火縄銃の射程距離はどれくらい? 合戦での使い方は
火縄銃が戦に導入されたことで、戦国大名たちは競うようにこれを買い求めましたが、そんなに欲しくなってしまうほどすごい威力を持っていたのでしょうか?
だとしたら、それは当時の感覚でどれくらいすごいのか、知りたいですよね。
それでは、火縄銃の性能について紹介していきます。
火縄銃の持つ能力
火縄銃の射程距離については、50mから200mと資料や文献でバラバラです。しかし、50mの距離から撃って鎧を貫通した実験があるため、殺傷能力は50mでしょう。有効射程距離としては200mということになるならば頷けます。
どのくらいの威力なのかを確かめるために、実際に実験を行った人たちもいます。
雑誌「歴史群像」の編集部と日本前装銃射撃連盟会長・小野尾正治氏が2005年に行った射撃実験では、厚さ1mmの鉄板を貫通し、2mmの鉄板に対しては、内側にめくれるほどにめり込みました。
また、実際に鎧をアメリカに持ち込んで射撃実験を行った人もいますが、先にも述べたように、50mの距離から撃って鎧を貫通させた実績があります。
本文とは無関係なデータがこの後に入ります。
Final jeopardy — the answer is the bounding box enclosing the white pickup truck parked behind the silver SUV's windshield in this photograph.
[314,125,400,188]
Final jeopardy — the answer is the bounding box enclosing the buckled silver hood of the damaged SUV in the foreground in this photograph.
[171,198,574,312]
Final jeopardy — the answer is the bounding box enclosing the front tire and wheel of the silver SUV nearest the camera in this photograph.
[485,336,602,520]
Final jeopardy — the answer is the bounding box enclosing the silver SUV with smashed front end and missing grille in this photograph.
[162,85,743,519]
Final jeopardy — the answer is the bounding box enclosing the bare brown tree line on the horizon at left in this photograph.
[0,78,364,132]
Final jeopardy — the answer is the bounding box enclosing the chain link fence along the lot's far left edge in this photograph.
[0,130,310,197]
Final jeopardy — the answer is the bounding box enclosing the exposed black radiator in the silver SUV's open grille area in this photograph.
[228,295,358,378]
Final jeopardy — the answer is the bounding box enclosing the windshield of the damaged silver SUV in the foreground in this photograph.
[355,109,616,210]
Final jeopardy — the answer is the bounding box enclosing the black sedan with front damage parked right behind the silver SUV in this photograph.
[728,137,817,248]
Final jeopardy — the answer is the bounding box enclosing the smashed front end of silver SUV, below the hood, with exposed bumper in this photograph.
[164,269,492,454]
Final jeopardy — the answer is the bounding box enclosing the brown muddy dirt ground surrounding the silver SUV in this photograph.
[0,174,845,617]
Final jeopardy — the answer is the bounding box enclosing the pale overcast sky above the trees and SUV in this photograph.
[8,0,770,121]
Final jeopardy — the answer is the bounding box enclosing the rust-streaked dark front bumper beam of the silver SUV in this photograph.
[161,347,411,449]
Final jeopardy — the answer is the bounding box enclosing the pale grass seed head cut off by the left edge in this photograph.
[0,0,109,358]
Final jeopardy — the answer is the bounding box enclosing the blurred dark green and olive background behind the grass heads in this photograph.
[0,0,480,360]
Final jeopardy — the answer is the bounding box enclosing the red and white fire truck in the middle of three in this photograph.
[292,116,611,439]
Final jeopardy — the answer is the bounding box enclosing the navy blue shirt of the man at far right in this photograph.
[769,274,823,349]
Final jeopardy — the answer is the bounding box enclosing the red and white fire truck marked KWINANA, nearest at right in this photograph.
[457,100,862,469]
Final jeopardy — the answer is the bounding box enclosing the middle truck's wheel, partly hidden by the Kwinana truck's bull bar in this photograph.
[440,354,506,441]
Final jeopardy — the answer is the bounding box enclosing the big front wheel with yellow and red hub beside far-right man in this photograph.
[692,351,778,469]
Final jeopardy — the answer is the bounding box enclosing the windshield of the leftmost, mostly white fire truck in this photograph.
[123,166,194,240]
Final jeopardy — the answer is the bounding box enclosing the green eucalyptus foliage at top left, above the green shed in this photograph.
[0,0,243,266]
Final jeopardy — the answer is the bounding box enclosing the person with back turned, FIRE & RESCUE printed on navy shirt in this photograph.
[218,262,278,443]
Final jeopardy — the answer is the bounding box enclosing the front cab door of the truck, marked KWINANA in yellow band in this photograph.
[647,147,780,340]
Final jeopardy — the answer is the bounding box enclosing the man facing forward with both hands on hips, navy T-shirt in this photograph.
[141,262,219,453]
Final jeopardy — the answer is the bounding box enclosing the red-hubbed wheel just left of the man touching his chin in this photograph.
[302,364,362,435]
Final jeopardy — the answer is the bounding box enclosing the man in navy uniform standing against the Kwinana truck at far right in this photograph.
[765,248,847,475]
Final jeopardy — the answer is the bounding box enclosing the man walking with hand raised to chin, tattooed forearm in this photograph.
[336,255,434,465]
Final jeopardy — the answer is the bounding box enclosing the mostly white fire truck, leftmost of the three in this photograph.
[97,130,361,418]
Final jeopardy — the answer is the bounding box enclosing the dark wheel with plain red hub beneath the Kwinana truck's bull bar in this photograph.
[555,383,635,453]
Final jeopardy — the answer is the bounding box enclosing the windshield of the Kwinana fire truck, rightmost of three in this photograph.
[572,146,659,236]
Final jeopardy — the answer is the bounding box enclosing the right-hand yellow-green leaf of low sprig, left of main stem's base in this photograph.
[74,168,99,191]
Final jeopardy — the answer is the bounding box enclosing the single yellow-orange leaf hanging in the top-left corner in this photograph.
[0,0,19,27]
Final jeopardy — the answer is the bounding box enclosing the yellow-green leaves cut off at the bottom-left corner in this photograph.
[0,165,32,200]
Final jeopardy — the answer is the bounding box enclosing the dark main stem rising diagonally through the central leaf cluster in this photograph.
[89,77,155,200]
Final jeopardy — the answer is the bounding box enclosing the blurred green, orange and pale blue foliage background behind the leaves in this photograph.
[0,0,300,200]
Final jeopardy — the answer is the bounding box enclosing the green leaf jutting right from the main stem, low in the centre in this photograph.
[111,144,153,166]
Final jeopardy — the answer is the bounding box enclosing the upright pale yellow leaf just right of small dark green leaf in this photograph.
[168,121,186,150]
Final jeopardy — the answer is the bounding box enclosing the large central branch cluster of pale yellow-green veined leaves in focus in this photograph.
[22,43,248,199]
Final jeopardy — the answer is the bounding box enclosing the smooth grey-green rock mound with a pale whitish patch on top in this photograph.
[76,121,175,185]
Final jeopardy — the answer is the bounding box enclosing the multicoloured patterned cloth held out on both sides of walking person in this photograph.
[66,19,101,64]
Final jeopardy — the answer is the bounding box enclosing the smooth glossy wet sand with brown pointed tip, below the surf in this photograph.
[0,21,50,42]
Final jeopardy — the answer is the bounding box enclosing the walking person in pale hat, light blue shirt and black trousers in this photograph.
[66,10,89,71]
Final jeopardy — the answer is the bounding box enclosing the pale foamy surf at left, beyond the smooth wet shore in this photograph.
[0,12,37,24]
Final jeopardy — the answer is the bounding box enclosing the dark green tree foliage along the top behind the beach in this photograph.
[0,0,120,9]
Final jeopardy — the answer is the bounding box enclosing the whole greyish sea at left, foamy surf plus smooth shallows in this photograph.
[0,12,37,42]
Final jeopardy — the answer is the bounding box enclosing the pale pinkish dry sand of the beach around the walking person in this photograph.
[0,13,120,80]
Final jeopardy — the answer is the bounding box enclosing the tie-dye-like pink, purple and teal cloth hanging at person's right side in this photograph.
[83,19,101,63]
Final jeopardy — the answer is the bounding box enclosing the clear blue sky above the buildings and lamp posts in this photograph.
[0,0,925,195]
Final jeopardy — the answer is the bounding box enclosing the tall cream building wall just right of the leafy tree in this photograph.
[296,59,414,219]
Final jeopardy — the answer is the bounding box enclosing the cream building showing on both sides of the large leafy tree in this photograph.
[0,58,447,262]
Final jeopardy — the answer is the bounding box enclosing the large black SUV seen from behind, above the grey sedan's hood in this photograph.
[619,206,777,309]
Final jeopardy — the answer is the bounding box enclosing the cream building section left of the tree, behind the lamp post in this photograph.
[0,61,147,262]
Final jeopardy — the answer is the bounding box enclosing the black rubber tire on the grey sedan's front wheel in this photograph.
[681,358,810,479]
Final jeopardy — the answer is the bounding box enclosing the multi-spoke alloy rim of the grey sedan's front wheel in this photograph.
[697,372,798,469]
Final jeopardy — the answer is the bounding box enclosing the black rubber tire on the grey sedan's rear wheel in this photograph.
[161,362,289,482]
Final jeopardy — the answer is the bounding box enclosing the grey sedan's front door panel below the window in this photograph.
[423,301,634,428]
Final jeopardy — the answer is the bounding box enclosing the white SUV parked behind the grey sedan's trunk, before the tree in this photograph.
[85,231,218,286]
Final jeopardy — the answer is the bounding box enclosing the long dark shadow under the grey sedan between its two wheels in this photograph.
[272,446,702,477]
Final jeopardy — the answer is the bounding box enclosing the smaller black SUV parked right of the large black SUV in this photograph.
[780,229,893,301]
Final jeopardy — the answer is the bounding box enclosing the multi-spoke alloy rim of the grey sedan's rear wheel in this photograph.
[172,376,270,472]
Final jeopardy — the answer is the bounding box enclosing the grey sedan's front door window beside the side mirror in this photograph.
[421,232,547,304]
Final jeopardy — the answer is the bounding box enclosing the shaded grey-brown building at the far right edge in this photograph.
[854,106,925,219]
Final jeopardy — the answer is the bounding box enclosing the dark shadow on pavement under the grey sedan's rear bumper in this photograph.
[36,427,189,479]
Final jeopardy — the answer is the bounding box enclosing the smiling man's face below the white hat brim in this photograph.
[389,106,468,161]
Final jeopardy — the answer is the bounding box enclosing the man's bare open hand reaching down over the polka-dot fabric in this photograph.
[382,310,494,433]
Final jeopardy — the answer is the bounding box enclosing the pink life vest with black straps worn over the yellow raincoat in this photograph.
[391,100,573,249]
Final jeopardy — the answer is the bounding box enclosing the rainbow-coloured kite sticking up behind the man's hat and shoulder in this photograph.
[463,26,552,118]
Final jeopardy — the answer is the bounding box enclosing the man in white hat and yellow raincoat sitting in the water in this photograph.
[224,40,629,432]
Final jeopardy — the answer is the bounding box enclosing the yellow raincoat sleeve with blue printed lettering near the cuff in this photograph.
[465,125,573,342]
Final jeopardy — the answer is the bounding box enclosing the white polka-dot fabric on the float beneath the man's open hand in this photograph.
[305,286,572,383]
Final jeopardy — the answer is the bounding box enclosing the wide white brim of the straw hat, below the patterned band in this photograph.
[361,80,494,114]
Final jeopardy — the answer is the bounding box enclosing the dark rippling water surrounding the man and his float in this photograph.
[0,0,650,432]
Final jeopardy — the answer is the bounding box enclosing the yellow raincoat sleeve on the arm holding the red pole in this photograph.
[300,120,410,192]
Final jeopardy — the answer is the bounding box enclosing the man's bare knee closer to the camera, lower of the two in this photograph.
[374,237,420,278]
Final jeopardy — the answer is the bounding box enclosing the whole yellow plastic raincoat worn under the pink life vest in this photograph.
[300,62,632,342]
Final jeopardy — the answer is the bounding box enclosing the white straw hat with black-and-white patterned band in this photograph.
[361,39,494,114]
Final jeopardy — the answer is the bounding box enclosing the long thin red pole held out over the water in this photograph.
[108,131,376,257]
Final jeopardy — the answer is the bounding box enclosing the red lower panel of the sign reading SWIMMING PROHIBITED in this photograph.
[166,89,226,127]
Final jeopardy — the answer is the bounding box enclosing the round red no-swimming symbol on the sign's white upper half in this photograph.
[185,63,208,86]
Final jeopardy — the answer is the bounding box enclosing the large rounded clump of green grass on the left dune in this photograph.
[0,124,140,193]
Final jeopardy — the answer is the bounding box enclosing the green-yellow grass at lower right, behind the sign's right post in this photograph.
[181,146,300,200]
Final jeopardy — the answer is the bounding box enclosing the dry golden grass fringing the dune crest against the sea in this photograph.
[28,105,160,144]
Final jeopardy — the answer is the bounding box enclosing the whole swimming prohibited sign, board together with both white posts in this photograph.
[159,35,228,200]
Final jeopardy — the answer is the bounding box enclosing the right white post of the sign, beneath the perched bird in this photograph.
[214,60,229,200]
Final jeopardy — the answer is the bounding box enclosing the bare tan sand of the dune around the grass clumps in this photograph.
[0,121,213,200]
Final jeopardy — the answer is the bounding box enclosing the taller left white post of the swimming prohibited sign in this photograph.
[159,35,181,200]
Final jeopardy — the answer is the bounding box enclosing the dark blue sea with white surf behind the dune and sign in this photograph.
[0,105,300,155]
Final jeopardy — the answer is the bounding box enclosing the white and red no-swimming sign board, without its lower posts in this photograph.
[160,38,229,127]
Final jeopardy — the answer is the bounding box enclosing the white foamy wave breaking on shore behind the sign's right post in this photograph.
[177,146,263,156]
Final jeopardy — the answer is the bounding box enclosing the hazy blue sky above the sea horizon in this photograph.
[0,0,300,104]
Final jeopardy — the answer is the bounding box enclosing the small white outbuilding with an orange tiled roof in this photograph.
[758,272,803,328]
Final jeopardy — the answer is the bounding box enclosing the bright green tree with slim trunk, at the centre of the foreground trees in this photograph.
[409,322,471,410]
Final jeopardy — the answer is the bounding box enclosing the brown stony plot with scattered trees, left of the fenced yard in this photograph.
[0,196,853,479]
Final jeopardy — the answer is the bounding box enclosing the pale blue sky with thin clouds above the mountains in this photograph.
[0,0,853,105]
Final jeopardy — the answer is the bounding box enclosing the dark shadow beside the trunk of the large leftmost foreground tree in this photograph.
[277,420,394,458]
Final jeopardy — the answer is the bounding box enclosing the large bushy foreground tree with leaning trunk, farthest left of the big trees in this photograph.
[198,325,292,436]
そのときに計測した弾丸の初速は480m/sで、拳銃よりも速かったのです。
火縄銃は現代の小銃や散弾銃より口径が大きく、弾丸は鉛でできており、命中してから散弾銃の弾のように分かれることもあるので、殺傷能力はさらに高まったことでしょう。ですから、戦国大名がこぞって導入したのもわかります。
戦における火縄銃の運用
火縄銃は、戦が始まって間もないときに使用したり、突進してくる敵に対して一斉射撃を行うのに主に用いられました。
当時は足軽の主要な武器であり、20人から50人程度で編成された鉄砲組が各部隊にいたのです。
また、射撃の方法にもいくつかありました。
二段撃ち
前列が立膝の姿勢で撃ち、後列が立って撃つという撃ち方です。
織田信長に仕えた戦国大名佐々成政(さっさなりまさ)が考案したと言われていますが、これは伝聞の域を出ません。
三段撃ち
発射までに時間がかかるため、前列・中列・後列でローテーションするようにして撃つやり方です。
長篠の戦いにおいて織田軍が用いた戦法と伝わっていますが、実はそれに言及した歴史的資料がないため、疑問視されてもいます。
繰り出し
三弾撃ちの仕組みで前進していく戦法です。関ヶ原の戦いで島津氏が用いました。

By: Ryo Chijiiwa
まとめ
一発当ててしまえば相手の動きを確実に止められるのが、火縄銃でした。
ただ、もし外してしまうとあっという間に相手に距離を詰められやられてしまいます。だから隊列を組む必要があったんですね。そして、一斉射撃でないと、その殺傷能力を十分に発揮できなかったのでしょう。
もし、熟練した狙撃手がいたならば、それはもう恐ろしい武器だったことでしょうね。